Implementing a Robust PDF Viewer in React for Large Documents: Best Practices and Code Examples

Use PDF.js with Web Workers for off-thread parsing, render pages inside a virtualized list with LRU caching, and implement chunked loading to display large PDFs without blocking the UI or exhausting memory.

Displaying multi-hundred-page PDFs in a browser-based React application presents significant performance challenges. When implementing a robust PDF viewer in React, developers must balance rendering quality with memory constraints and responsive user interactions. This guide examines architectural patterns derived from the facebook/react ecosystem, providing production-ready implementations for handling large documents efficiently.
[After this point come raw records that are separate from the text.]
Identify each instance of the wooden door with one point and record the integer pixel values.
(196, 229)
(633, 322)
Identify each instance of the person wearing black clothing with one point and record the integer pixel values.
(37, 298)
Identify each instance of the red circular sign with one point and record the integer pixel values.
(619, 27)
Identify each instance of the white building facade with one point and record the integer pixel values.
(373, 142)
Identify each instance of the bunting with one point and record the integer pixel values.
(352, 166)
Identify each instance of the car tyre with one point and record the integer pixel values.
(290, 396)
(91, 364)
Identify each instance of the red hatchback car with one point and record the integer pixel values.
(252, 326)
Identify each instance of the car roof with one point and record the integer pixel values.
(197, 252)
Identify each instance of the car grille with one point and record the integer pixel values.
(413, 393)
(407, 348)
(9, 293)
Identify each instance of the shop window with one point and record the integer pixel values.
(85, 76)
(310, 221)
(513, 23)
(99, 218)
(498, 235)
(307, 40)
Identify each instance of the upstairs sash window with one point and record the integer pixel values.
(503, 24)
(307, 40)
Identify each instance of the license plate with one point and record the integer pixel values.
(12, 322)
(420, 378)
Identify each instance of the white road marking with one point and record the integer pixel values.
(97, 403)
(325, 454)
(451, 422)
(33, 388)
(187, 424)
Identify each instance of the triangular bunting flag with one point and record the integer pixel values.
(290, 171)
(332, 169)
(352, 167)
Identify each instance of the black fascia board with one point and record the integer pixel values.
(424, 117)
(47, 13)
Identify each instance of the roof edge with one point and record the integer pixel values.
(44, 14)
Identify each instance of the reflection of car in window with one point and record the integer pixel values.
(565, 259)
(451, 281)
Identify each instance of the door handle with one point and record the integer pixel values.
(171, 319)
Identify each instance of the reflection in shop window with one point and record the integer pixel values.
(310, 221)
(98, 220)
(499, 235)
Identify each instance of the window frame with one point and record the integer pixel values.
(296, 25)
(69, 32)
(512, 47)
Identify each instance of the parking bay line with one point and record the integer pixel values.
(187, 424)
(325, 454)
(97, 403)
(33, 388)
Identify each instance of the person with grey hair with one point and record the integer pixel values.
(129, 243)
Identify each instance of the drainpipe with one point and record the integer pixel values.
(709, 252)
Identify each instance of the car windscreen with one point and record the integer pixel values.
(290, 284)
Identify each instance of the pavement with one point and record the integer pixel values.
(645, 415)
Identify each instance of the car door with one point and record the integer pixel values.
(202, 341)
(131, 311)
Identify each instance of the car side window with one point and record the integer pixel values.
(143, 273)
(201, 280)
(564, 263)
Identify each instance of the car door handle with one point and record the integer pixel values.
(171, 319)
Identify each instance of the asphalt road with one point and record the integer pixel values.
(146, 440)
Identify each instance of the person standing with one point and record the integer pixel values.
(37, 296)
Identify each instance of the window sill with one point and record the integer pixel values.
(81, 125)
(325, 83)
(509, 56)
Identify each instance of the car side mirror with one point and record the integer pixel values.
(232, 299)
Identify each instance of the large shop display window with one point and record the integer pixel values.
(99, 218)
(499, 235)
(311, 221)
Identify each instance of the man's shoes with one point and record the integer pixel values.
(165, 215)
Core Architecture for High-Performance PDF Rendering

Building a viewer that scales to thousands of pages requires offloading computation from the main thread and rendering only visible content.
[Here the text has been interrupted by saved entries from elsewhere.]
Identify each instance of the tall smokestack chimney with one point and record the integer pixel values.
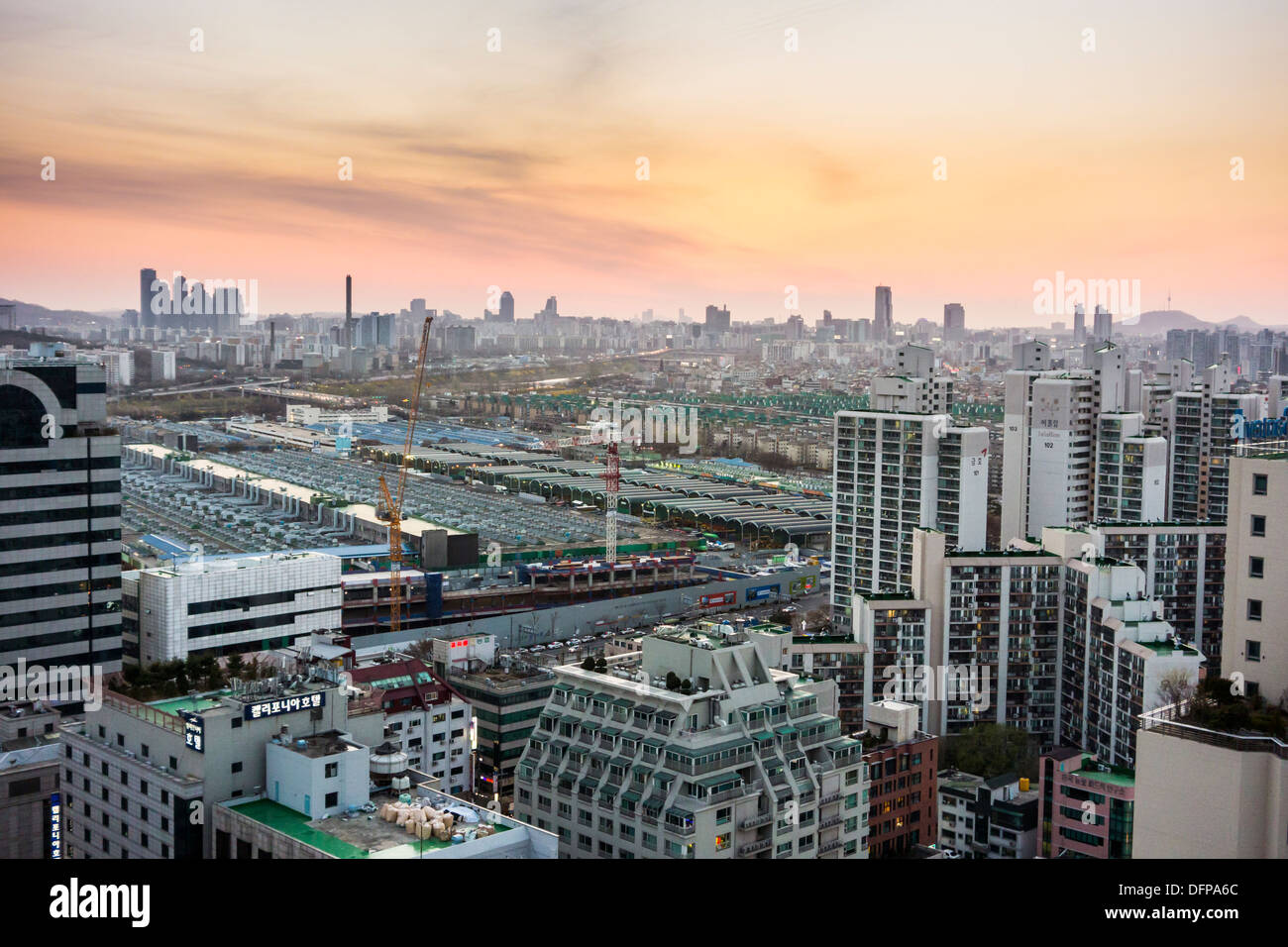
(348, 312)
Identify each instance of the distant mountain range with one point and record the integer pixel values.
(1162, 321)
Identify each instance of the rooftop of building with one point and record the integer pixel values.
(364, 832)
(318, 745)
(1106, 772)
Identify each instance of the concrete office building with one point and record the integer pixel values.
(30, 770)
(136, 775)
(894, 474)
(739, 764)
(506, 702)
(59, 515)
(1232, 796)
(230, 605)
(1256, 575)
(1086, 808)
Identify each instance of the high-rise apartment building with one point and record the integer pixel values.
(59, 515)
(1051, 428)
(954, 322)
(995, 635)
(1184, 566)
(717, 318)
(1116, 650)
(883, 317)
(1256, 574)
(1131, 471)
(1199, 429)
(1102, 325)
(694, 748)
(896, 472)
(149, 316)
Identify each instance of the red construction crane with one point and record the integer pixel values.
(393, 504)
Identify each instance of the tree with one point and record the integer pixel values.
(991, 749)
(1175, 686)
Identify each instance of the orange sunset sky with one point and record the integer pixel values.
(768, 167)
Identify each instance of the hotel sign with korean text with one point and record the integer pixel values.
(55, 826)
(283, 705)
(193, 731)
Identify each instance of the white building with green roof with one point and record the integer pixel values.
(694, 748)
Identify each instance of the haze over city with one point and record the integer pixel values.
(511, 158)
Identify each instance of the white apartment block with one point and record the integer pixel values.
(1184, 566)
(1116, 648)
(894, 474)
(1047, 453)
(1051, 427)
(228, 605)
(1198, 429)
(995, 622)
(737, 763)
(1131, 471)
(1256, 577)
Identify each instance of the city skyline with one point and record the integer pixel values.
(953, 155)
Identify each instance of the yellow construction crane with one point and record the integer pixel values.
(393, 504)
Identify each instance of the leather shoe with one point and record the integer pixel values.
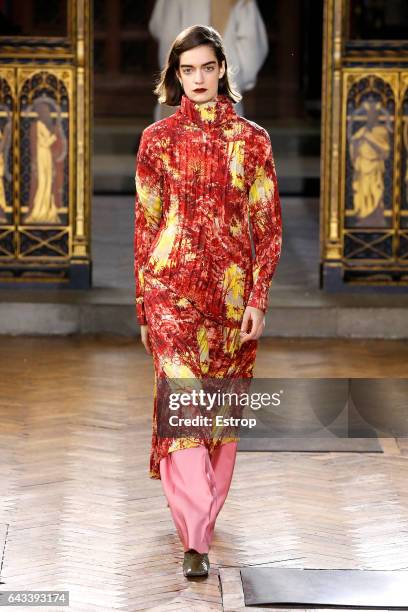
(195, 564)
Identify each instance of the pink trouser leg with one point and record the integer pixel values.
(196, 488)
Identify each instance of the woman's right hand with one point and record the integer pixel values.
(144, 331)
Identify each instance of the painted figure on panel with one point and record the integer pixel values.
(5, 135)
(405, 134)
(369, 148)
(48, 150)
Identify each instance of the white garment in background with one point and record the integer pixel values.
(245, 37)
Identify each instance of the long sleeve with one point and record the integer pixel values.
(148, 214)
(251, 43)
(266, 225)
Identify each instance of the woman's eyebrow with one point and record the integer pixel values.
(191, 66)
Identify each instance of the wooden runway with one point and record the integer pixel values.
(79, 512)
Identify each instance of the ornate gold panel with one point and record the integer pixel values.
(364, 222)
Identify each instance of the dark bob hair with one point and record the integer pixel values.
(169, 89)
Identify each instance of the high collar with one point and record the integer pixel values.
(208, 114)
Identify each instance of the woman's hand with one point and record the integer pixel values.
(144, 332)
(257, 318)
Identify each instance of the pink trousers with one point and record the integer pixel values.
(196, 488)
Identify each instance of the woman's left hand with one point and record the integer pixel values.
(257, 319)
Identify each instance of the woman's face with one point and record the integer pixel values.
(199, 70)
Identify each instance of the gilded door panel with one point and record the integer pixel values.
(368, 169)
(7, 106)
(45, 163)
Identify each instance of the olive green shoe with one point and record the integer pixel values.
(195, 564)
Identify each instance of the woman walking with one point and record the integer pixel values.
(205, 178)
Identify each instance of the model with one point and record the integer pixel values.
(205, 178)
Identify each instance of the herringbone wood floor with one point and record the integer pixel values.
(78, 511)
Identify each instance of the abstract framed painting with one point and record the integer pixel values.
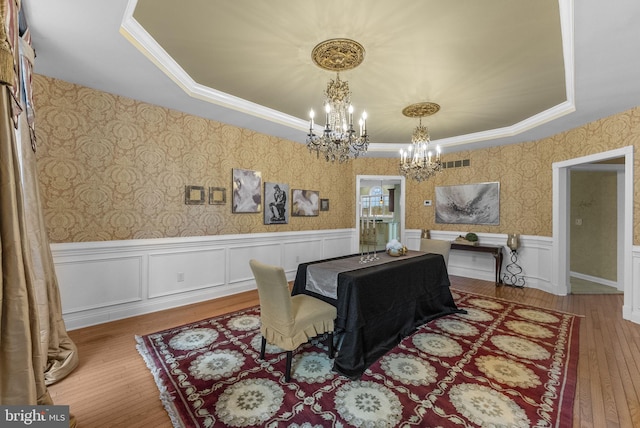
(275, 202)
(305, 203)
(247, 191)
(468, 204)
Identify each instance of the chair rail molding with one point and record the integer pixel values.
(109, 280)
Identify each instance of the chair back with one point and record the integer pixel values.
(436, 246)
(275, 299)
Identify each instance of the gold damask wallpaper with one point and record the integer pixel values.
(113, 168)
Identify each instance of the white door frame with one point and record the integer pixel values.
(560, 240)
(359, 179)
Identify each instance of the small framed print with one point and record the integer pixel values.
(217, 196)
(194, 195)
(247, 191)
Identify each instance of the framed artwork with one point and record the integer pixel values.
(247, 191)
(275, 201)
(194, 195)
(305, 203)
(217, 195)
(468, 204)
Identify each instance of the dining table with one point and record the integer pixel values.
(378, 302)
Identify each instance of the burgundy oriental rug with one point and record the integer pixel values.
(502, 364)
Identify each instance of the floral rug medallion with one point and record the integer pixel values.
(502, 364)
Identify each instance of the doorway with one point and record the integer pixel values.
(560, 276)
(380, 211)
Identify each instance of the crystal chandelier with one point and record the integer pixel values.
(340, 140)
(417, 161)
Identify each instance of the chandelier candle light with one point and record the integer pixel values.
(417, 161)
(339, 140)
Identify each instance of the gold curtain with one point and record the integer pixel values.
(35, 349)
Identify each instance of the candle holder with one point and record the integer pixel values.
(513, 277)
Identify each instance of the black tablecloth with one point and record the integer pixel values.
(379, 305)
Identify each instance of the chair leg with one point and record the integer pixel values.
(331, 350)
(287, 373)
(262, 347)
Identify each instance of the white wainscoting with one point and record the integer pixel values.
(110, 280)
(106, 281)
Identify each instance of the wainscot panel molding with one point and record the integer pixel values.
(534, 256)
(109, 280)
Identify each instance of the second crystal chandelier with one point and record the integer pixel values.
(340, 140)
(417, 161)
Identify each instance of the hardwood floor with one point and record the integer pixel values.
(112, 386)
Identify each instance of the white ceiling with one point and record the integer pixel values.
(502, 71)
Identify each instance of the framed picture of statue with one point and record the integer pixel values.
(305, 203)
(276, 207)
(247, 191)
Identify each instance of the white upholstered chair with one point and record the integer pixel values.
(289, 321)
(436, 246)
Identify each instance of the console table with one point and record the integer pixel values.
(495, 250)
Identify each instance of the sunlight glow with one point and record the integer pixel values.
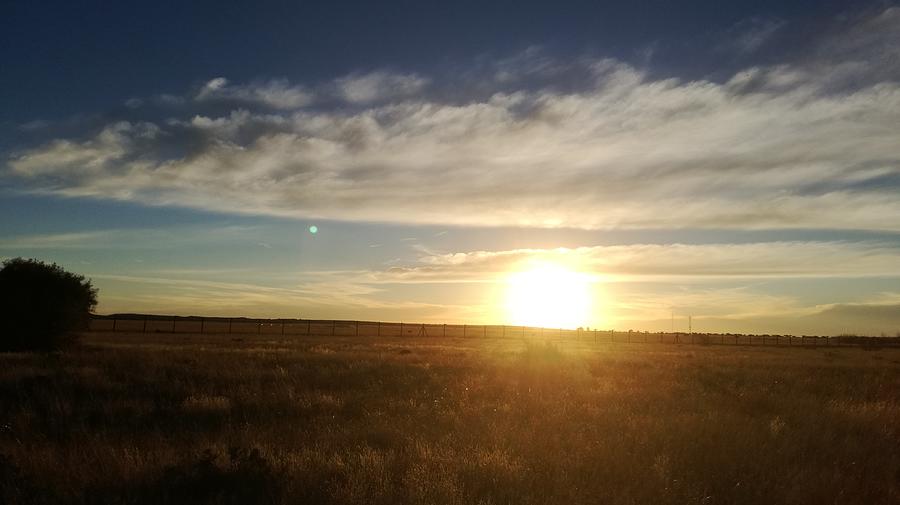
(549, 295)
Offloading Parsing to Web Workers

PDF parsing is CPU-intensive and can freeze the UI if executed on the main thread. The pdfjs-dist library provides a dedicated worker script that handles document parsing in parallel.

Configure the worker in your entry point or viewer component:

import { pdfjs } from 'pdfjs-dist';

pdfjs.GlobalWorkerOptions.workerSrc = `//cdnjs.cloudflare.com/ajax/libs/pdf.js/${pdfjs.version}/pdf.worker.min.js`;

This configuration ensures that heavy parsing operations occur in a Web Worker, keeping scroll and click interactions fluid.

Lazy Loading and Virtualization

Rendering every page of a large PDF simultaneously exhausts memory and degrades performance. Instead, implement virtualization to recycle DOM nodes and only render pages within the viewport.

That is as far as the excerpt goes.